Bow Bridge, Central Park, New York
Credit: Maddy Streets
There’s the sound of oars frantically slapping water, then excited squeals of anticipation and finally the thud of wood hitting wood. Amidst the tranquility of the clear waters of Central Park Lake, two over-enthusiastic rowboats have collided.
Perhaps one of the most universally appealing locations in all of Manhattan, the lake and its surrounding lawns are packed on this Labor Day afternoon. The stifling heat has rendered all but the most valiant of birds silent; but New Yorkers are more resilient. In their hordes they seek out the water, the vast expanse a soothing oasis in the middle of metropolis. Families, gaggles of girlfriends, solo travelers and wistful couples all find themselves slowing at the sight of the water and, most majestically, Bow Bridge.
Finished in 1862 and recently refurbished, the Bridge – also nicknamed Proposal Bridge – is low-lying and simple, the swirls on its sides reminiscent of ice cream. Adorned by four large urns spilling over with luscious red flowers, it exudes romance. As it glows in the sunlight, many observers are only able to snap a few photos before scampering back into the shade, defeated by the heat.
The brave include a besotted couple who stop a stranger for a photo and pose for numerous shots before they are satisfied. His arm around her waist, her looking up into his eyes – it’s the very image of an engagement announcement. When their photographer asks if he has indeed popped the question, there is only laughter and a reddening of his cheeks in response.
Back on the water, a child points and giggles at the crash from the safety of her own boat. The vivid blue life preserver wrapped around her explains her confidence – or perhaps it comes from the reassuring figure of her father who mans the oars, sweat blooming across his T-shirt as he skillfully rows the boat around the carnage and into the lagoon. There is no splashing here, just the silence of the wood cutting through water.

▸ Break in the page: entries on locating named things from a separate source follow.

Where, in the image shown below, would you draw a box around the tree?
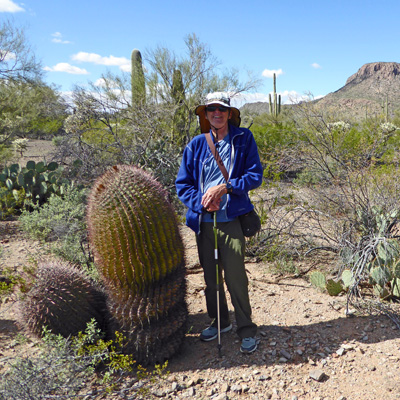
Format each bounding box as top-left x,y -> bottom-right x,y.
0,80 -> 67,143
0,21 -> 43,82
145,34 -> 259,145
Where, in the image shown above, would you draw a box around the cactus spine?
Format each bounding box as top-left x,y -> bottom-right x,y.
131,49 -> 146,107
87,165 -> 187,365
19,261 -> 106,337
269,73 -> 281,118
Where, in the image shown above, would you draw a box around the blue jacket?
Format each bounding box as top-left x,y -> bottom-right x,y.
175,125 -> 263,233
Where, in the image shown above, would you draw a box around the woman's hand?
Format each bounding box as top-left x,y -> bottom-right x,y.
201,183 -> 227,212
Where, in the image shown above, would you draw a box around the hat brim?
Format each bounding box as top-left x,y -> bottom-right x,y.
195,102 -> 241,133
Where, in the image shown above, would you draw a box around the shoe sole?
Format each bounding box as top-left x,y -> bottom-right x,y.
240,345 -> 258,354
240,339 -> 260,354
200,324 -> 232,342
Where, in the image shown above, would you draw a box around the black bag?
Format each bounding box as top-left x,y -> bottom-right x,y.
239,209 -> 261,237
205,133 -> 261,237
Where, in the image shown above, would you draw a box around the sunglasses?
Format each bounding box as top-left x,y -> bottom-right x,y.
206,106 -> 229,112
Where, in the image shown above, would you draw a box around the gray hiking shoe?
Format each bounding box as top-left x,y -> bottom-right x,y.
240,337 -> 260,354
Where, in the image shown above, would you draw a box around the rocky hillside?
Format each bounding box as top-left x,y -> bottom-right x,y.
241,62 -> 400,119
317,62 -> 400,117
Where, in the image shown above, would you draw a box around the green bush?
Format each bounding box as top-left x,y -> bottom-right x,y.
19,185 -> 91,265
0,321 -> 134,400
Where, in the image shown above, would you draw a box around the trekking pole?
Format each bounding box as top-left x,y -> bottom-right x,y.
213,212 -> 222,357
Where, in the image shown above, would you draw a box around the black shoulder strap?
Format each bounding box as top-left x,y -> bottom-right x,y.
205,132 -> 229,182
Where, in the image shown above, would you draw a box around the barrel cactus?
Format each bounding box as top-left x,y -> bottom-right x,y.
87,165 -> 188,365
19,261 -> 107,337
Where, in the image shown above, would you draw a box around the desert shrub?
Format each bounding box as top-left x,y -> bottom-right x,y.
19,185 -> 92,265
251,117 -> 298,179
0,322 -> 133,400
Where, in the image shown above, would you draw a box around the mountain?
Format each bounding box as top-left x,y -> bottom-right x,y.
241,62 -> 400,119
316,62 -> 400,118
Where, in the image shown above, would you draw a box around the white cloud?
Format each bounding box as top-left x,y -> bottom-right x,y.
51,31 -> 71,44
0,0 -> 25,12
72,51 -> 131,71
0,50 -> 17,61
44,63 -> 89,75
262,68 -> 283,78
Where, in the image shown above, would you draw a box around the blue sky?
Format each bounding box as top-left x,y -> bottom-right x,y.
0,0 -> 400,106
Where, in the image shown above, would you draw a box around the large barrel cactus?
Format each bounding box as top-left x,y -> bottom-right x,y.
87,165 -> 188,365
19,260 -> 107,337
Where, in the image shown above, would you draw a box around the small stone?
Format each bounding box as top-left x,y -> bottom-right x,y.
279,349 -> 292,360
336,347 -> 346,356
231,385 -> 242,393
221,383 -> 230,393
310,369 -> 326,382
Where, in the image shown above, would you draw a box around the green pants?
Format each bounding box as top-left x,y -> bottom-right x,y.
196,218 -> 257,339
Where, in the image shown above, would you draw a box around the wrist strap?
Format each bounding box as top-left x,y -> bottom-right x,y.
205,132 -> 229,182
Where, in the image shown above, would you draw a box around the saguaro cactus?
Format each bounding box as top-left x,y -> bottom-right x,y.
131,49 -> 146,107
171,69 -> 187,146
269,74 -> 281,117
87,165 -> 188,364
19,261 -> 106,337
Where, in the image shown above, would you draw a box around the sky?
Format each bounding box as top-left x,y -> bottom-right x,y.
0,0 -> 400,106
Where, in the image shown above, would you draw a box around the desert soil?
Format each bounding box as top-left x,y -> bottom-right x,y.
0,138 -> 400,400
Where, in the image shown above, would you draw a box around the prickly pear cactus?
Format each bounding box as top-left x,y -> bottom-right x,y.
87,165 -> 188,365
19,261 -> 107,337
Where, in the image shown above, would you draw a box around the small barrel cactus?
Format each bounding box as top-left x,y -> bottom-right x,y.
19,261 -> 107,337
87,165 -> 188,365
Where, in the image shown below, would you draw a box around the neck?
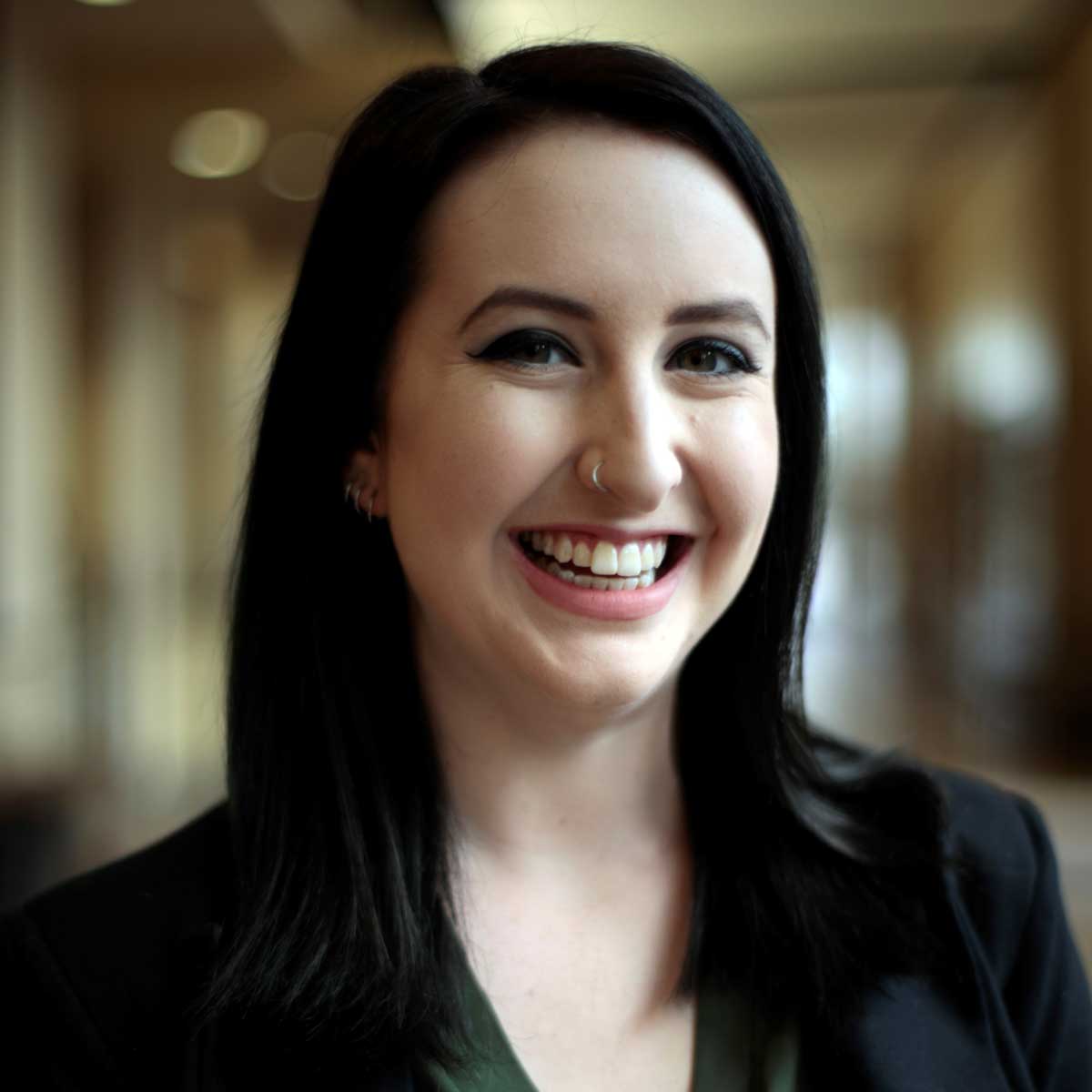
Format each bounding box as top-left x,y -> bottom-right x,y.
419,633 -> 686,873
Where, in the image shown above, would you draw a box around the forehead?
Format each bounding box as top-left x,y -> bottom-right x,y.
410,121 -> 774,329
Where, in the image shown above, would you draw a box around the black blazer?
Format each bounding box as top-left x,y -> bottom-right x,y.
0,774 -> 1092,1092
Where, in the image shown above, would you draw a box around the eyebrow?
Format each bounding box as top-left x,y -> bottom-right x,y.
459,285 -> 770,340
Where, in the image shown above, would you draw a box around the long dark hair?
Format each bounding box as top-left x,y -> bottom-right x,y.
204,44 -> 941,1083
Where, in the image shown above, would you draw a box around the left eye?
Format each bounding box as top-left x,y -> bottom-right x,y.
672,340 -> 757,376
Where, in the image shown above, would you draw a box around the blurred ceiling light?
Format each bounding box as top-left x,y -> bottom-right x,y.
170,110 -> 268,178
439,0 -> 624,61
262,132 -> 333,201
948,308 -> 1061,435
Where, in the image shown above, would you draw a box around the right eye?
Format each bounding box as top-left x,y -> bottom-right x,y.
470,329 -> 574,371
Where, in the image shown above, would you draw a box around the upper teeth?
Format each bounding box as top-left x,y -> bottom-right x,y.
520,531 -> 667,577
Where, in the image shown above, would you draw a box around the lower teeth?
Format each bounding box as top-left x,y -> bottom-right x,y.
534,557 -> 656,592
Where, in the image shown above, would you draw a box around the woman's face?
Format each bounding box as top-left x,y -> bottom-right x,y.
359,122 -> 777,712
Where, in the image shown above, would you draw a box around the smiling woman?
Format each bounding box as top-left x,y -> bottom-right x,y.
4,38 -> 1092,1092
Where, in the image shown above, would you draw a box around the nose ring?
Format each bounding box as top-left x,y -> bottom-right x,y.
592,459 -> 611,492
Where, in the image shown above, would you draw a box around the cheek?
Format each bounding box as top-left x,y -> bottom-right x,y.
710,409 -> 780,550
389,377 -> 557,541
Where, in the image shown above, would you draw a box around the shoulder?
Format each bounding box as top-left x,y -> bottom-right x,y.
929,768 -> 1060,979
0,804 -> 231,1087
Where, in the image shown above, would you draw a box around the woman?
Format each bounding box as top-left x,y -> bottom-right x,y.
5,38 -> 1092,1092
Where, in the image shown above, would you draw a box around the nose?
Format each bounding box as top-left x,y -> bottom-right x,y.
578,375 -> 682,513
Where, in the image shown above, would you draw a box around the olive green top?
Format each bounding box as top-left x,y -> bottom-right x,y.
430,966 -> 797,1092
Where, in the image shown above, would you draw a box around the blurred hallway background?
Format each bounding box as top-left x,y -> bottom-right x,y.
0,0 -> 1092,974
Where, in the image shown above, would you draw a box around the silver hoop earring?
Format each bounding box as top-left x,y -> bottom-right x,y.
345,481 -> 376,523
592,459 -> 611,492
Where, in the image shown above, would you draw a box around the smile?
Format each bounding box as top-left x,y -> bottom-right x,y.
519,531 -> 671,592
511,531 -> 693,622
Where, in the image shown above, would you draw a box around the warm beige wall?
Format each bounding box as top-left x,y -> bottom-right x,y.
0,5 -> 81,786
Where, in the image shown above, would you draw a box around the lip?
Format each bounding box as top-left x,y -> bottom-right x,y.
509,526 -> 693,622
509,523 -> 693,546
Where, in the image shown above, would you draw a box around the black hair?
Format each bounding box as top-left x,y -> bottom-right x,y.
203,44 -> 943,1083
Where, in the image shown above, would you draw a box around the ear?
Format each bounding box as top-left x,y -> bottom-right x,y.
345,432 -> 387,515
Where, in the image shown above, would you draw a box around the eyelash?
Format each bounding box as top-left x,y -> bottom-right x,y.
470,329 -> 759,379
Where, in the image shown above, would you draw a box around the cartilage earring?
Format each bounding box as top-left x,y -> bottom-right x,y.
345,481 -> 376,523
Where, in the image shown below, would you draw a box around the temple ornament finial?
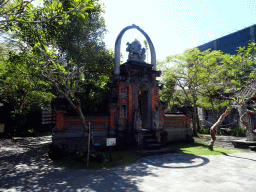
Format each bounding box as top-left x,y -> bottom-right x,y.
126,39 -> 146,63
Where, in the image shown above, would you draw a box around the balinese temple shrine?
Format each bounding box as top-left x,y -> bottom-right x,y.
53,25 -> 192,152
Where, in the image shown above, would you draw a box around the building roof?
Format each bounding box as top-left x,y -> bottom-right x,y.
197,25 -> 256,55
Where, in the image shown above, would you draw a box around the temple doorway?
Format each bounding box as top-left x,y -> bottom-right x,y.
138,90 -> 150,129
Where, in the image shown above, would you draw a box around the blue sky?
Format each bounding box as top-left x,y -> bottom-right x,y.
100,0 -> 256,63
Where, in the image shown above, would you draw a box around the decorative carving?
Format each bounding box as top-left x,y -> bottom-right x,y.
126,39 -> 146,63
152,110 -> 162,130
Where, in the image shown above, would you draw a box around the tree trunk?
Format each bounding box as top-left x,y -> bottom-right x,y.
208,106 -> 234,150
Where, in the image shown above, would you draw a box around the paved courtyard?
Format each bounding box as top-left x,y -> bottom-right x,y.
0,136 -> 256,192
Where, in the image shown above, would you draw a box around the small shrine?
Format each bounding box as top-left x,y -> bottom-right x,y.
53,25 -> 192,151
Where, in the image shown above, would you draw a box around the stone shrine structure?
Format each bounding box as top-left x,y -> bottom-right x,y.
53,25 -> 192,151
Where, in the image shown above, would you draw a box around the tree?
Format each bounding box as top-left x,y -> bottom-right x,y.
163,48 -> 224,136
0,0 -> 113,140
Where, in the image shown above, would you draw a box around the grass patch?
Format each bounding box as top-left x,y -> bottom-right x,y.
53,151 -> 143,169
168,138 -> 239,155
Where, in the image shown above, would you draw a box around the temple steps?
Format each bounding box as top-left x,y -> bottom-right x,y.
143,130 -> 163,150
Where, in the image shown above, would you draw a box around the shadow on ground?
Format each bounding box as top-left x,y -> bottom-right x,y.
0,137 -> 209,191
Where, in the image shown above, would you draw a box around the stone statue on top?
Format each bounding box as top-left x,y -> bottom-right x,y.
126,39 -> 146,63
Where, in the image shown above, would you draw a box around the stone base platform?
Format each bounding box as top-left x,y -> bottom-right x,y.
133,147 -> 177,156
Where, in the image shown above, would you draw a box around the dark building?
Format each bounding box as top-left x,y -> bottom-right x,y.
197,25 -> 256,55
197,25 -> 256,132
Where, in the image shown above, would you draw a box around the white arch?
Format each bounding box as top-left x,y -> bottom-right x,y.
114,24 -> 156,76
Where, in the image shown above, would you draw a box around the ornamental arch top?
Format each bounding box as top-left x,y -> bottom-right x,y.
114,24 -> 156,76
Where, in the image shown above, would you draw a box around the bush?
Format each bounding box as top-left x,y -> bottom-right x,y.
232,127 -> 247,137
199,127 -> 210,135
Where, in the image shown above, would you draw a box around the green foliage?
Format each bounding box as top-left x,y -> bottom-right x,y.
199,127 -> 210,135
232,127 -> 247,137
0,0 -> 114,117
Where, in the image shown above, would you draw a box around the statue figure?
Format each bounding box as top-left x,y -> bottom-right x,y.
134,109 -> 142,131
126,39 -> 146,63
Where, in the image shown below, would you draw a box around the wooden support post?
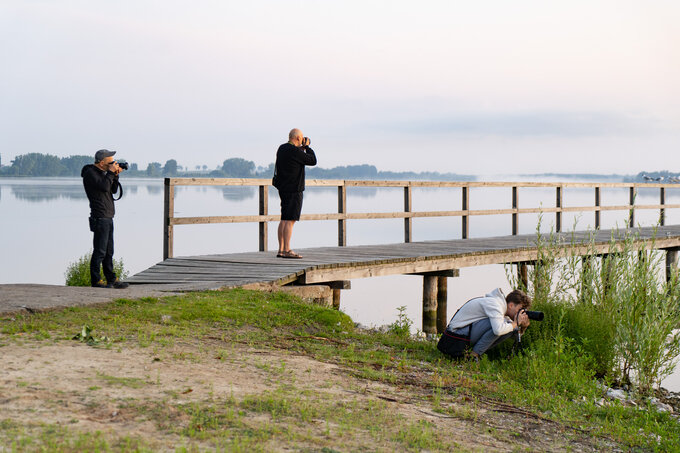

Overhead, a helicopter dips and hovers lazily, a manmade dragonfly.
Two women take up a spot on a bench lining the path, their attention focused on two dripping popsicles rather than the bridge before them. Finally looking up, the blonde’s lips quirk upwards and she turns to her friend, the gleam of gossip clear in her eyes.
“Did you know Harry was going to propose to Kate here, in one of those boats?”
Immediately the brunette’s interest is peaked. A drop of melted orange ice splatters unobserved on the sidewalk.
“Yes, he had the ring and everything. Apparently it was too difficult getting the box out of his pocket while also rowing the boat.” A giggle escapes and the two women begin laughing loudly, for once drawing the attention away from the collision on the lake. Noticing their audience, they fall silent once more. The air is disturbed only by the soothing rhythm of sandals slapping on concrete.
After several attempts, the converged boats at last are separated, triumphant shouts ringing out. As they finally continue on their way, a young woman snaps a photo of a cluster of reeds. On closer inspection, the stern of a boat can be seen. Shrouded by the stalks, oblivious to the accident only feet away, a couple lies in repose. A ring sparkles on her left hand.
Written 09/09/15 for NYU assignment.